Hong Kong: Encroached by the Dragon
When Hong Kong was handed over to China on the 1st of July 1997 it meant different things to different people. Some saw it as the formal conclusion of the empire, while others were more concerned with the fate of the people of Hong Kong. The Prince of Wales, who attended the official ceremony, noted the “horror of watching an awful ‘Soviet-style’ ceremony in which ‘Chinese soldiers goose-step[ped] on to the stage and haul[ed] down the Union Jack” (1). For some, it was not the bitter resentment of Britain’s falling hard power and territory, it was the utter despair of what might befall her former citizens, now at the seeming mercy of a totalitarian power on the far reaches of the world.

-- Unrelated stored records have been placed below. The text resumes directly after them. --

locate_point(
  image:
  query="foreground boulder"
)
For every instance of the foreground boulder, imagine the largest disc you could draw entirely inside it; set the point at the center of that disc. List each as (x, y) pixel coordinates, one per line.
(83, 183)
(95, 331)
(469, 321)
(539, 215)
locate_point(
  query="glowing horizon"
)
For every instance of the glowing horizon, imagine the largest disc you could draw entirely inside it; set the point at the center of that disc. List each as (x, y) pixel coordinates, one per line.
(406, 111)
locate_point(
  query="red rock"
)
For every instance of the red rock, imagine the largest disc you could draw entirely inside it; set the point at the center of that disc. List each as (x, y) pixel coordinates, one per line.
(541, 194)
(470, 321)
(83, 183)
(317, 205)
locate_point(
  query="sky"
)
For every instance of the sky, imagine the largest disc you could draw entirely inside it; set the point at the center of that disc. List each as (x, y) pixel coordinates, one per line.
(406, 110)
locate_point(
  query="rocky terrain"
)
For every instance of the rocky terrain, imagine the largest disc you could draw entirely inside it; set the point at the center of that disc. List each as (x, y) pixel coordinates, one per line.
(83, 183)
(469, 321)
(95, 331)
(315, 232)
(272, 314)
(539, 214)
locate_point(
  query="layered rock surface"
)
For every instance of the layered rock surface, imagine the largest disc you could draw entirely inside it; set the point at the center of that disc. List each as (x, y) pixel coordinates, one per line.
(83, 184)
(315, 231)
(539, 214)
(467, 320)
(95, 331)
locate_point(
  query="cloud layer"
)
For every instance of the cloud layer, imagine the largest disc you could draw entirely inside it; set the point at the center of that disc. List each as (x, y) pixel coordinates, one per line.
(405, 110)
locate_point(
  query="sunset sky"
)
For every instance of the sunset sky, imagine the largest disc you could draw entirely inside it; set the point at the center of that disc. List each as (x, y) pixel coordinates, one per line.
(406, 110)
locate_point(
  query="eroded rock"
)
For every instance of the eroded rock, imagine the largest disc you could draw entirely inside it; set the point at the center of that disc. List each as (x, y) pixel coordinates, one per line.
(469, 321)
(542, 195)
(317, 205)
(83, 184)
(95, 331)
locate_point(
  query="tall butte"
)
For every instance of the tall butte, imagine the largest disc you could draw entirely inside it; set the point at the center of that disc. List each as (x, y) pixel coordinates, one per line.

In a final attempt to protect the rights of the people of Hong Kong, the ‘One Country, Two Systems’ initiative was introduced to create a buffer between the Chinese mainland and Hong Kong. It was hoped that this move would protect the sovereignty of the former and limit the encroachment of the Chinese Communist Party. The consequence was that Hong Kong citizens enjoyed substantially more freedoms and rights than their counterparts in China. Indeed, Hong Kong was to maintain its own legal systems as well as its own independent police force. This agreement was intended to last fifty years, ending in 2047. This was to avoid the “panic and economic mayhem” that might have arisen from an immediate shift of control from London to Beijing (2). What might be noted, then, was that China’s intentions were always to impose central control on Hong Kong, though were dubious as to the timing and implementation. Recent events however, cast a worrying and truly ominous light on the future of Hong Kong’s 7.4 million citizens.

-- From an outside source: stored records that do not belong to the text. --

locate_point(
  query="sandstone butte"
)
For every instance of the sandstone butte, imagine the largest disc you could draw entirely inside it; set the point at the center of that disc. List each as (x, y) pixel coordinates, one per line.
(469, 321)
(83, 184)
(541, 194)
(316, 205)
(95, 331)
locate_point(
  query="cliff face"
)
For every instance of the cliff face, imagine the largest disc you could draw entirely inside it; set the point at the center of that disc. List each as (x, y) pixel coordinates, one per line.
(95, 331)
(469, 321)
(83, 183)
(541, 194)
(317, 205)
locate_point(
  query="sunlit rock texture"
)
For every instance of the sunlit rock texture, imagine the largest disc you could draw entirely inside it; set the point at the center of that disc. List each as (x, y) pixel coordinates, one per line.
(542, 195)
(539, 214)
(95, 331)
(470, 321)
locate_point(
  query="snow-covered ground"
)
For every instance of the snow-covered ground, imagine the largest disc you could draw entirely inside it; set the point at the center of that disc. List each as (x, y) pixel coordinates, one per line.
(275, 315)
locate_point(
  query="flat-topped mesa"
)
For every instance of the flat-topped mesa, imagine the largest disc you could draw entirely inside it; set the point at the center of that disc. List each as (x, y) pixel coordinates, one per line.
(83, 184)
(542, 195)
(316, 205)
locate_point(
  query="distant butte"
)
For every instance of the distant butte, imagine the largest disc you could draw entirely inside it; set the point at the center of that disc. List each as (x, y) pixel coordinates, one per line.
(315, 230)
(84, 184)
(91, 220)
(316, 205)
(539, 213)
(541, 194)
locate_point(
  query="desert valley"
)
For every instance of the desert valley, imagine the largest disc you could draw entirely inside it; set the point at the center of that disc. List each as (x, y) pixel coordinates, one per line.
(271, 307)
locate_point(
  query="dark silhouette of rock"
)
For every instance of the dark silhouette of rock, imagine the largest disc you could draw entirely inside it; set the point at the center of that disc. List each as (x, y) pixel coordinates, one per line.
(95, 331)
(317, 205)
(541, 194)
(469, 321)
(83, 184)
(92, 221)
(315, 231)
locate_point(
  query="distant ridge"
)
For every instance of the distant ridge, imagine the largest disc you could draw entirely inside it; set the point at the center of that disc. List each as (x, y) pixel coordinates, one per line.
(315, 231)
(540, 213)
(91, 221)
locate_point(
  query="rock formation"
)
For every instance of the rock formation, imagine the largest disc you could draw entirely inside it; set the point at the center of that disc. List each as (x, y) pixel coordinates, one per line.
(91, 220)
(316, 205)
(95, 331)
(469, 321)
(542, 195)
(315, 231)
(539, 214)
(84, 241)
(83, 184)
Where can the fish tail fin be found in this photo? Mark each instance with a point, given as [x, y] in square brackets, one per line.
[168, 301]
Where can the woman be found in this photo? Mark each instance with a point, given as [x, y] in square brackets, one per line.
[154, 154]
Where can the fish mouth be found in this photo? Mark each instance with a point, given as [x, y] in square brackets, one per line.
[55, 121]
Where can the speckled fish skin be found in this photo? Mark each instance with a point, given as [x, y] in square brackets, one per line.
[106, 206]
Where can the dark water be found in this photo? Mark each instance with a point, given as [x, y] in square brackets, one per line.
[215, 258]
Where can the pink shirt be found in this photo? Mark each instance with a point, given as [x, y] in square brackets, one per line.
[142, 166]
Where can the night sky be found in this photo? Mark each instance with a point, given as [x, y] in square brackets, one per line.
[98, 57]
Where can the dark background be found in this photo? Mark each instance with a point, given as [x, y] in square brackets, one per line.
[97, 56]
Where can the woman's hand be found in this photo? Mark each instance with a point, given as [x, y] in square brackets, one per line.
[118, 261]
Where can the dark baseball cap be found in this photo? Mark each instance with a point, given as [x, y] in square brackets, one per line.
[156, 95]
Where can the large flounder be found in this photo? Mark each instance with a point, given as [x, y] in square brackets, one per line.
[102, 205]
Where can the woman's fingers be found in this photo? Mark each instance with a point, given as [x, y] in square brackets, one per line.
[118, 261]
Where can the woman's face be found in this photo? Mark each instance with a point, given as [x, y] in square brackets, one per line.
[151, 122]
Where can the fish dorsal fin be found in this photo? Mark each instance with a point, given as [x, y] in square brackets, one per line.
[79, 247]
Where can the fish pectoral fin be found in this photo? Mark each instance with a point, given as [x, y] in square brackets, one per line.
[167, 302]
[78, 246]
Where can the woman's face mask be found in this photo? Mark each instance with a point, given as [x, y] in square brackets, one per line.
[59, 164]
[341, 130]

Recent protests have been directed against the introduction of a new extradition law in Hong Kong which would allow the removal of people to the Chinese mainland, where they could be prosecuted and incarcerated to Chinese laws. Naturally, this begs questions as to the possibility of this law being used to erode the freedoms of the people of Hong Kong, and of course abused for political purposes. To many observers, international and domestic, it is a clear encroachment of the Chinese Communist Party into the lives of Britain’s former citizens, only 22 years after its withdrawal.

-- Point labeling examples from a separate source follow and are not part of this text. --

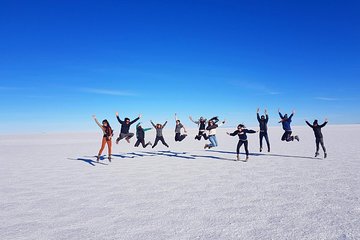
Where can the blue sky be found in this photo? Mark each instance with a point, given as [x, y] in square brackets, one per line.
[62, 61]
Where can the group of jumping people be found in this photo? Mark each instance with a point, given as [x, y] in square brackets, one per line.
[207, 130]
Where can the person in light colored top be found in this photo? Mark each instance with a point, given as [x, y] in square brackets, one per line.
[107, 135]
[212, 126]
[178, 136]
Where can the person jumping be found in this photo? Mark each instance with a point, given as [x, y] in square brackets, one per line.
[159, 134]
[241, 132]
[107, 135]
[318, 135]
[263, 120]
[125, 127]
[285, 121]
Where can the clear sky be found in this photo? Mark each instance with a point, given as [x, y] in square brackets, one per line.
[62, 61]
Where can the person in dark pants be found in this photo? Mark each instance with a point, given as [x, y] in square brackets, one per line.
[263, 120]
[212, 126]
[202, 126]
[285, 121]
[140, 135]
[241, 132]
[107, 135]
[159, 135]
[318, 135]
[178, 136]
[125, 127]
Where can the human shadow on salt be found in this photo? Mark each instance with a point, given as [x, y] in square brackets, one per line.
[89, 161]
[139, 154]
[265, 154]
[121, 156]
[212, 157]
[169, 154]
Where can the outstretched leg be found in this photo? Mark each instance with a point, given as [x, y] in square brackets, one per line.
[261, 135]
[163, 141]
[156, 141]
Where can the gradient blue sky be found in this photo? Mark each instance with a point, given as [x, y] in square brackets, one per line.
[62, 61]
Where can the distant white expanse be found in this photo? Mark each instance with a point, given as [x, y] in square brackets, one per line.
[52, 188]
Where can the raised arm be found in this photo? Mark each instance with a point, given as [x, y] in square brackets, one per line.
[196, 122]
[234, 133]
[292, 114]
[323, 125]
[214, 119]
[184, 128]
[164, 124]
[309, 124]
[250, 131]
[97, 122]
[281, 116]
[266, 116]
[133, 121]
[117, 117]
[222, 123]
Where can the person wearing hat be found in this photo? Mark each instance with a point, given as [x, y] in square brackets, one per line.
[318, 135]
[125, 127]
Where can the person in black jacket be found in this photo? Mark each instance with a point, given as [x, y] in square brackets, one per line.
[318, 135]
[107, 136]
[159, 134]
[241, 132]
[202, 126]
[125, 127]
[178, 126]
[286, 121]
[263, 120]
[140, 135]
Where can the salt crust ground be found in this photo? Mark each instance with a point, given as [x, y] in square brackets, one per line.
[52, 188]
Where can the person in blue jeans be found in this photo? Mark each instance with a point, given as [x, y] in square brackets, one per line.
[318, 135]
[263, 120]
[212, 126]
[286, 121]
[241, 133]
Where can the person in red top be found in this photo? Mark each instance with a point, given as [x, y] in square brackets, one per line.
[107, 135]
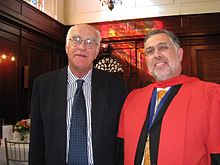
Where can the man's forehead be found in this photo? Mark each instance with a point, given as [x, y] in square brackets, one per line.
[157, 39]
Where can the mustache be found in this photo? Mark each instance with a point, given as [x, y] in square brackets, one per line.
[159, 59]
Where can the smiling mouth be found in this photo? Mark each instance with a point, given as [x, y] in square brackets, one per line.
[159, 64]
[80, 55]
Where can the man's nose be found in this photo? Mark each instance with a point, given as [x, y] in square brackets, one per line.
[82, 45]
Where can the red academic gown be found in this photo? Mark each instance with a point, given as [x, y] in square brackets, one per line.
[190, 129]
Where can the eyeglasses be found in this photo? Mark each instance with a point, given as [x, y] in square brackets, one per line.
[90, 43]
[161, 47]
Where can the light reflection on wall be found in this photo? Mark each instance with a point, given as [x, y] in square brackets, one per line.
[7, 57]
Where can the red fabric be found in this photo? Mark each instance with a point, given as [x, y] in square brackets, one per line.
[190, 127]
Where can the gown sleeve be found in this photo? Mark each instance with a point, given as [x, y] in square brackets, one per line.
[212, 91]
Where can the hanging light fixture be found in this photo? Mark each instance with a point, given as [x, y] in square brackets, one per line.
[110, 3]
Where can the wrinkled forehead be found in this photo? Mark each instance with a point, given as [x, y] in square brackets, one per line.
[84, 32]
[157, 39]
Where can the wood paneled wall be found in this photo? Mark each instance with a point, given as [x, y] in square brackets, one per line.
[37, 42]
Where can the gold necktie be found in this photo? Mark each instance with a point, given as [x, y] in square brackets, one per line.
[160, 95]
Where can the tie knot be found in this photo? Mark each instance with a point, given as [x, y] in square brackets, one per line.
[79, 83]
[160, 94]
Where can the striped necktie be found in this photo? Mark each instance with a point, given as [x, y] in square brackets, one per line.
[78, 130]
[160, 95]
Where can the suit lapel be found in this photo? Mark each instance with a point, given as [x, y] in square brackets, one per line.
[98, 105]
[59, 103]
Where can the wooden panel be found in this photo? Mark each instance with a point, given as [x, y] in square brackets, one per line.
[38, 59]
[9, 45]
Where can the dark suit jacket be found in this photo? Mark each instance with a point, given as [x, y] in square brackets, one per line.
[48, 114]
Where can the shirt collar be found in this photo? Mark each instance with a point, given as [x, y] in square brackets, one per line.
[71, 78]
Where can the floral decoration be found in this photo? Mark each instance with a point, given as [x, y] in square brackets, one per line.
[23, 126]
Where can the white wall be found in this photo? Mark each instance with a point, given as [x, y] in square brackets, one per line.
[71, 12]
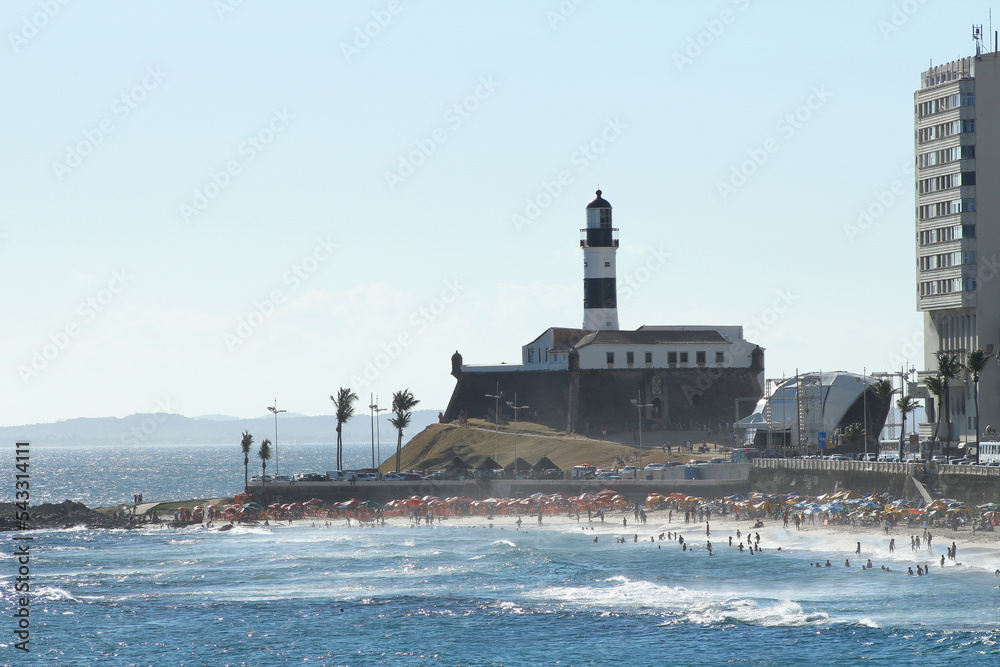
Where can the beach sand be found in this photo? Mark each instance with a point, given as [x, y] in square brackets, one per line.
[835, 543]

The demonstrations have led to extensive reports of violence and police brutality and may act as the stimulus for further Chinese intervention. The ‘riots’, as termed by the police, have become increasingly violent and intense over their ten-week life-cycle and show little sign of easing, despite the suspension of the extradition bill in question. Police are increasingly using rubber bullets and tear gas, deploying more and more violent tactics to suppress and discourage the demonstrations. The Chinese People’s Liberation Army (PLA) can only, legally, enter the region with the request of the Hong Kong government. However, several thousand troops are already stationed there. The possibility of the use of force by armed forces does not seem entirely unpredictable. Indeed as the BBC reported, on the 31st of July video footage emerged of Chinese PLA soldiers shouting at protesters “all consequences are at your own risk” as they marched against protesters (3). Some analysts believe that military deployments would be politically and diplomatically too costly for Beijing, though as this video shows, it might soon become a reality.
What truly should be taken from the events in Hong Kong is the reflection of social and political attitudes that pervade there. While dogma surrounding the negative effects of the British empire are substantially well documented, and well founded, they should not detract from debates on how a former colony and its citizens might react to a severing of ties from modern Britain and her institutions. In 1997, Hong Kong’s citizens found themselves no longer overseas citizens of a liberal democracy, where their rights were infused in law and guaranteed through ancient institutions. Instead, they witnessed the gradual degradation of their rights and freedoms as they inevitably have seemed to be absorbed into the mass of China and its authoritarian Communist Party. Questions to be asked now in policy-making circles of the West hinge on what can actually, feasibly be done to help the citizens of Hong Kong, before it is too late. The United Kingdom holds the most prominent position due to its historical relationship to Hong Kong. Though with a fracturing government, an uncertain domestic agenda for withdrawing from the EU and a woefully depleted armed forces, the chances of Whitehall adopting a strong stance on this issue seems not just improbable, but terribly impossible. It seems to me, if I might add a solitary piece of opinion, that the situation in Hong Kong is perhaps one of, if not the most, damning and heart-breaking of our time. The West must do better, lest it acts as a geopolitical microcosm for liberalism’s exhausted defiance against authoritarianism.
(1) Ten Cities That Made an Empire, By Tristram Hunt (2015) p4
At the time of writing, Toby Irwin is a third year student at the University of St Andrews. He is studying International Relations. Areas that interest him the most are UK defence strategy and foreign policy.